No fechamento, a taxa do contrato de Depósito Interfinanceiro (DI) para janeiro de 2026 estava em 12,69% (máxima), de 12,60% ontem, e a do DI para janeiro de 2027 subia de 12,73% para 12,83%. O DI para janeiro de 2029 tinha taxa de 12,83% (de 12,74%).
Em boa medida, a perda de inclinação na semana foi assegurada pelo movimento de ontem, quando as taxas cederam em torno de 25 pontos-base, mas esse ajuste não conseguiu se estender, nem com o anúncio da Aneel de que em novembro passará a vigorar a bandeira amarela nas tarifas de energia.
Um dos motivos é a proximidade do prazo de entrega do pacote de corte de gastos e o mercado desconfia sobre o tamanho e a qualidade do ajuste que será aprovado pelo presidente Lula, que disse hoje “que é preciso mudar a cultura brasileira sobre o que é considerado gasto”.
Para João Mauricio Rosal, economista-chefe da Terra Investimentos, este tipo de declaração reforça a ideia de que “vender esse pacote do Haddad para o Lula não vai ser trivial”. “Nesse tipo de sinalização, o mercado aproveita para corrigir um pouco. É que o Lula hoje é o ministro da Economia, é o presidente do Banco Central, ele é tudo isso. Então, tem de ter a anuência dele”, diz.
A expectativa do mercado é de que o ajuste fique entre R$ 30 bilhões e R$ 50 bilhões. “O Haddad falou que vai ser uma mudança estrutural do ponto de vista fiscal, mas a gente não sabe de verdade, precisamos esperar e ver o que ele vai anunciar”, afirma Helena Veronese, economista-chefe da B.Side Investimentos.
Em complemento à cautela com o pacote, ela lembra que há dados relevantes nos EUA na semana que vem, como o índice de preços dos gastos com consumo (PCE, em inglês), indicador de inflação preferido do Federal Reserve, payroll e PIB. “Tudo isso deixou a cautela falar um pouco mais alto à tarde, e aí voltou o cenário que a gente estava tendo a semana inteira”, avalia.
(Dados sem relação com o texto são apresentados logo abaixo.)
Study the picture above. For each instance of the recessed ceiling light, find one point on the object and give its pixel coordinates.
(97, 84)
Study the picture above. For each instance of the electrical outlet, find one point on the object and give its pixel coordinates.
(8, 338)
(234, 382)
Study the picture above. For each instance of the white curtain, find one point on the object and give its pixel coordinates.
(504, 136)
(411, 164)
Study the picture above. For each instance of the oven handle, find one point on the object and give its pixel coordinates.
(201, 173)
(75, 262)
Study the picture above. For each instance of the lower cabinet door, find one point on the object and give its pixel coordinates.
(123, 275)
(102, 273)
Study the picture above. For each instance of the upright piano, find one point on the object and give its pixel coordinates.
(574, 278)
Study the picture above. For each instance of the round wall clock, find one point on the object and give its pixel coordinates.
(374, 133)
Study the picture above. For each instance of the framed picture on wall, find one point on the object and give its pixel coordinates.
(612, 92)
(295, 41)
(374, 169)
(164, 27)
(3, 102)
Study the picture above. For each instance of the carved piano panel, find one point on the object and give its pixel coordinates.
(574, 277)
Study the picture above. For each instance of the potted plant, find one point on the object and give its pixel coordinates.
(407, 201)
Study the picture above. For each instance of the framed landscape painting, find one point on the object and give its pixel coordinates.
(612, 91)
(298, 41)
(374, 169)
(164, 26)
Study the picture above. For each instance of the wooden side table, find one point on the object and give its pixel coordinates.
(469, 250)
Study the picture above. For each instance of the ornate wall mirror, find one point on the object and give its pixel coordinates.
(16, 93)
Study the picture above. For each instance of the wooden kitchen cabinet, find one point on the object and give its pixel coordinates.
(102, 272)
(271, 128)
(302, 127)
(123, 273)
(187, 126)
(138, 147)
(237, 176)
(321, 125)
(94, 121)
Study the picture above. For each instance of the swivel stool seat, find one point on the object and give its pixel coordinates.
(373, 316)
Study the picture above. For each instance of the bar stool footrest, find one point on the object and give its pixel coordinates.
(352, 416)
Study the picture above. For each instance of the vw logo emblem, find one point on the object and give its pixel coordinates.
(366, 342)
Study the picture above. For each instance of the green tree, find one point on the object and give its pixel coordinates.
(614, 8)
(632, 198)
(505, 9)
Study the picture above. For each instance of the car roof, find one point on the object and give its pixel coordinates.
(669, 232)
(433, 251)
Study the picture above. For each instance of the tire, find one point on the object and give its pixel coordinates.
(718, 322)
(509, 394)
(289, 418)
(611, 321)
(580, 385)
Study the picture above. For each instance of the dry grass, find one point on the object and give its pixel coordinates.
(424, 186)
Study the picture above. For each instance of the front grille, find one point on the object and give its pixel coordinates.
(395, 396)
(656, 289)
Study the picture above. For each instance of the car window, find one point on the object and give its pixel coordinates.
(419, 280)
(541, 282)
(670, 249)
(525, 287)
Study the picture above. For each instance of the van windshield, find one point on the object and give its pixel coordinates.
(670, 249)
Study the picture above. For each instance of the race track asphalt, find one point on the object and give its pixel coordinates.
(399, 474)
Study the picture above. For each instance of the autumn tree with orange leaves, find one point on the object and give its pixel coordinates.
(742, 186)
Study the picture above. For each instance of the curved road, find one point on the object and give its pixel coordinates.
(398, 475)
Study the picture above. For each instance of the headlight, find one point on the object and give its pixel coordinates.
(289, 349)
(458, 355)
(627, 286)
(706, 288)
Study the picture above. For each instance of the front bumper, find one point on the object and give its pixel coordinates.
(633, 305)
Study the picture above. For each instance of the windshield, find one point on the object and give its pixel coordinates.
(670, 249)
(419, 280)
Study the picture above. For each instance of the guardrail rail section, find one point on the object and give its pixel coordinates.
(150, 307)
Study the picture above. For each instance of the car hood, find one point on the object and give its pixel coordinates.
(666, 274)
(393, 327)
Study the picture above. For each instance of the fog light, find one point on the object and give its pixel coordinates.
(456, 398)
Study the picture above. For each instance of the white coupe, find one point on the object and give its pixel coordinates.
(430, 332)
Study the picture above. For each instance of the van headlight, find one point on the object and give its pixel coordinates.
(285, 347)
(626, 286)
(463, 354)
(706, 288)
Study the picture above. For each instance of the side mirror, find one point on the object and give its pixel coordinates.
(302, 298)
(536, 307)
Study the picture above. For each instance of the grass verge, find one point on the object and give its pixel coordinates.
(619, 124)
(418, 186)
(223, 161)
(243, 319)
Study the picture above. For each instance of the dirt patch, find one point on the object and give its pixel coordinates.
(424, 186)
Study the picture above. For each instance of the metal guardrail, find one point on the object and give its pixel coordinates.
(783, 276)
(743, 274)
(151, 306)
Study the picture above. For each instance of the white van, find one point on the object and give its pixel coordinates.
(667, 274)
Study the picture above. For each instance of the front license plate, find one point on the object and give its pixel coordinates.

O economista-chefe da Monte Bravo, Luciano Costa, lembra que o segundo turno da eleição municipal tem sido usado como um argumento para o governo não discutir nesse momento as medidas fiscais. “Teoricamente, na próxima semana, o governo estará livre para fazer as discussões”, afirma. “Quanto mais despesas ficarem dentro da mesma regra do arcabouço, mais sustentabilidade. O mercado vai entender que tem a continuidade do arcabouço até o final desse mandato do governo”, disse.
Na etapa vespertina, os juros locais foram ainda contaminados pela aceleração da alta dos rendimentos dos Treasuries, com o da T-Note de dez anos chegando a 4,247% nas máximas, refletindo o aumento das apostas na vitória do republicano Donald Trump, o que tende a fortalecer o dólar e tornar mais lento e restrito o alívio monetário nos EUA. Pesquisa final feita pela CNN mostra Trump empatado com Kamala Harris, com 47% das intenções de voto.
No fim do dia, a Aneel informou que a bandeira tarifária será a amarela para novembro, mas sem impacto sobre a curva, na medida em que os analistas já vinham incorporando essa possibilidade em seus cenários, dado o maior volume de chuvas nos últimos dias.